THE VIEW FROM THE WHITE HOUSE: 'WE WANT THE PRESSURE ON MOSCOW': As Secretary Kerry arrives in Geneva for two days of intensive talks on Syria, the White House is making it clear they want the burden to fall entirely on Russia to devise a viable plan for Bashar al-Assad's chemical weapons - and for Russia to take the hit if the plan or negotiations fail, ABC's DEVIN DWYER notes. "Russia is now putting its prestige on the line when it comes to moving further along this diplomatic avenue," press secretary Jay Carney said on Wednesday. "Russia is Assad's and Syria's closest ally. Russia has played the role of blocking international efforts, thus far, to hold Assad accountable." Put another way by a senior administration official on Tuesday, "We want the pressure on Moscow to show what [the plan] is and own it." So far, a formal plan does not exist on paper, officials said. Putting one in ink is one of the goals of the U.S.-Russia summit of the next two days. The talks may also touch on whether Assad's stockpiles of biological weapons should also be included in any disarmament deal, officials said. Bottom line: there is abundant skepticism at 1600 Pennsylvania Ave that a verifiable plan to neutralize Syria's stockpiles can be reached, but there's also no hurry to lay down a deadline to try to get something done. "We are entering this with our eyes wide open," Carney said. "You know, you don't negotiate these kinds of things with partners that have always been willing…or with interlocutors that have always been helpful; you wouldn't have to….We're not there yet, and that's going to take some time." That additional time comes with a silver lining: an extended opportunity for the administration to shore up support in Congress for a vote on Syria strike authorization. If held today, such a vote would likely fail, dealing a blow to Obama's leadership and authority.

HAPPENING TODAY: President Obama holds a cabinet meeting at 11 a.m. Eastern.

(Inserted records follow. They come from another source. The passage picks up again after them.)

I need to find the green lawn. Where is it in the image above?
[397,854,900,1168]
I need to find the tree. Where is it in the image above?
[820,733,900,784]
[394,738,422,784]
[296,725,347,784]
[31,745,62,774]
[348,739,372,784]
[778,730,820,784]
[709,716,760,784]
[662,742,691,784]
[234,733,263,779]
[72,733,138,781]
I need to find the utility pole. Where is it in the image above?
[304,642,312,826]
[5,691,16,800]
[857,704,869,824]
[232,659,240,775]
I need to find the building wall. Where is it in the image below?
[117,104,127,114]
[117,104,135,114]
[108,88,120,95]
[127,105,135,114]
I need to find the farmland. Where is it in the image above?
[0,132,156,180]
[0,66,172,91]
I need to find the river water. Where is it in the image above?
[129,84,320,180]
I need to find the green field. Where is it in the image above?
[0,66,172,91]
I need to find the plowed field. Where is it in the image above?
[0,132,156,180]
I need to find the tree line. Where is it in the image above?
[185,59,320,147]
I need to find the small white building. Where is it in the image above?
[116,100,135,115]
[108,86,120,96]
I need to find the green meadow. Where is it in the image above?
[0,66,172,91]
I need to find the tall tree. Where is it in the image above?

A SKEPTICAL CONGRESS PROMISES TO KEEP AN EYE ON RUSSIA-SYRIA DIPLOMACY. The U.S. Congress is standing down on votes to authorize military force against Syria for now. But many members of Congress are skeptical that the potential diplomatic solution will succeed, ABC's ARLETTE SAENZ and JOHN PARKINSON report. "What the Russians have proposed may turn out to be the best thing to come out of Russia since vodka," Rep. Brad Sherman, D-Calif., told reporters after a classified briefing on Wednesday. "An imperfect implementation of the Russian proposal is far better than a perfect implementation of an airstrike campaign." Senate leaders and the White House came to an agreement "on a way forward" after the president's appeal to the nation and Congress Tuesday, Senate Majority Leader Harry Reid said. But Reid issued a warning to Syria and Russia that the U.S. Congress will keep a close eye on the progress of negotiations and will be willing to authorize the use of force if the diplomatic solution falters. "[We'll] see what we can to do to give the president the time and space our country needs to pursue these international negotiations," Reid said on the Senate floor on Wednesday. "America must be willing to be vigilant and ready to use force if necessary, and Congress should not take the threat of military force off the table. "Leaders in Damascus and Moscow should understand that Congress will be watching these negotiations very closely," Reid added. "If there is any indication these are not serious, that it's a ploy to delay, to obstruct, to divert, then I think we have to again give the president the authority to hold the Assad regime accountable."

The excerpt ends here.